Opinions shift as longer working lives favoured
By Norma Cohen
Published: May 26 2009
A majority of Britons now favour longer working lives if it means a more generous pension in retirement, a significant shift of opinion in the few years since the subject was raised by the Pensions Commission report in 2005.
A Financial Times/Harris survey of 1,126 adults in Britain conducted in early May, found that 60 per cent of respondents would support working beyond the current state pension age in order to receive a bigger pension.
Moreover, the survey found, only 13 per cent of respondents described themselves as "strongly opposed" to such a policy, suggesting that the nation may finally be ready to debate one of its long-cherished pillars of the social safety net: retirement at age 65.
If so, it would be good news for a government whose official estimate of the amount it needs to borrow this year is £175bn and whose credit rating received a negative outlook from Standard & Poor's, a warning sign that Britain's triple A rating may be under threat.
The National Institute for Economic and Social Research recently estimated that adding five years to working lives by raising state social security ages could help the UK return to a level of debt below the "golden Rule" of 40 per cent of gross domestic product by 2023.
However, retirement ex-perts say there is much more at stake than simply restoring the nation's finances to a sound footing. Ros Altmann, a specialist in pensions economics, said Britain needed a rethink that goes well beyond the state pension.

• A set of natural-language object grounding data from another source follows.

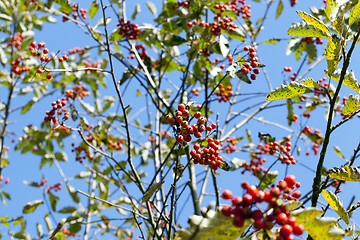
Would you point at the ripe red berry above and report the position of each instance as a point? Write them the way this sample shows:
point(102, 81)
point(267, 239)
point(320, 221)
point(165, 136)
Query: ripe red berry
point(227, 194)
point(281, 219)
point(298, 229)
point(291, 180)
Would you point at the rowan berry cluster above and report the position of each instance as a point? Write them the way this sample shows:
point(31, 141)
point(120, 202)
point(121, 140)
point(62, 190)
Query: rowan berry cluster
point(77, 91)
point(57, 108)
point(57, 187)
point(209, 155)
point(128, 30)
point(16, 40)
point(316, 144)
point(251, 64)
point(142, 53)
point(230, 145)
point(182, 127)
point(224, 94)
point(16, 68)
point(246, 207)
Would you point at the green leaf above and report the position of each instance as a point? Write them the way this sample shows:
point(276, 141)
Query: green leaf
point(336, 204)
point(279, 9)
point(345, 173)
point(309, 82)
point(351, 105)
point(65, 6)
point(313, 21)
point(53, 201)
point(349, 79)
point(137, 10)
point(338, 152)
point(290, 109)
point(305, 29)
point(318, 228)
point(271, 41)
point(151, 7)
point(285, 92)
point(213, 226)
point(354, 13)
point(93, 9)
point(29, 105)
point(68, 209)
point(31, 206)
point(151, 190)
point(332, 53)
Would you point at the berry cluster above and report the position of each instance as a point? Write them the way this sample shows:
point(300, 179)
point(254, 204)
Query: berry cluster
point(128, 30)
point(77, 91)
point(251, 64)
point(308, 131)
point(208, 155)
point(57, 108)
point(15, 66)
point(183, 128)
point(230, 146)
point(15, 41)
point(276, 212)
point(224, 94)
point(57, 187)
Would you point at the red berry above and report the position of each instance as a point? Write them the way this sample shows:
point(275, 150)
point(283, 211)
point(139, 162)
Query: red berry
point(227, 194)
point(291, 180)
point(281, 218)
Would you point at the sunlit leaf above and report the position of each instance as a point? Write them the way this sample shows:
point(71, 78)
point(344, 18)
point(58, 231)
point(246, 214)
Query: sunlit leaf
point(336, 204)
point(351, 105)
point(318, 228)
point(345, 173)
point(31, 206)
point(304, 29)
point(214, 226)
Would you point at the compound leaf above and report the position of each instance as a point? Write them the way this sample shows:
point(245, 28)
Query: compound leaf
point(336, 204)
point(345, 173)
point(318, 228)
point(352, 104)
point(305, 29)
point(313, 21)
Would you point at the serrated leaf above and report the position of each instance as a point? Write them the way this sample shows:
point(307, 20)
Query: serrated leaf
point(318, 228)
point(215, 226)
point(305, 29)
point(290, 109)
point(151, 7)
point(284, 92)
point(271, 41)
point(313, 21)
point(137, 10)
point(336, 204)
point(338, 152)
point(345, 173)
point(53, 201)
point(31, 206)
point(309, 82)
point(349, 79)
point(279, 9)
point(354, 13)
point(351, 105)
point(93, 9)
point(151, 190)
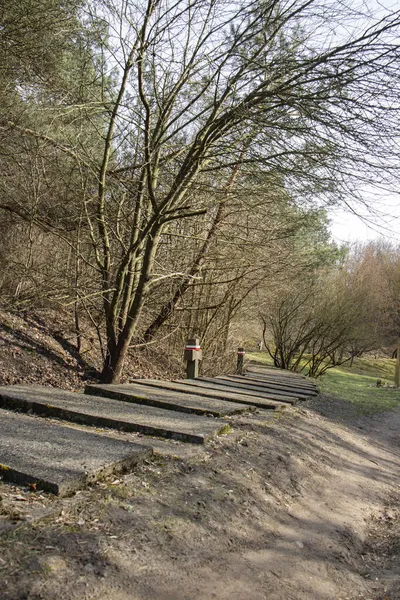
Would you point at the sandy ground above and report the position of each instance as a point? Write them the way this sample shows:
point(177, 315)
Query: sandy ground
point(302, 505)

"Pensions alone cannot solve the pensions crisis," she said. "We need to rethink retirement".
For one thing, Britain's demographics point towards the path of economic decline unless older people can be kept in the workforce because the country is not producing enough young workers to keep the nation economically productive.
Ms Altman said part of the problem was that the concept of retirement was viewed far too rigidly, with the expectation people go from full employment on a Friday and zero employment by the following Monday.
Reforms were badly needed, she said, to make it easier for older workers to slip into part-time from full-- time employment and to re-train. The best model, she said, was the flexible rules that now made it possible for mothers of young children to stay out of employment temporarily but still be reassured they could return.
"Age policy and retirement policy are stuck in the 1940s," she said.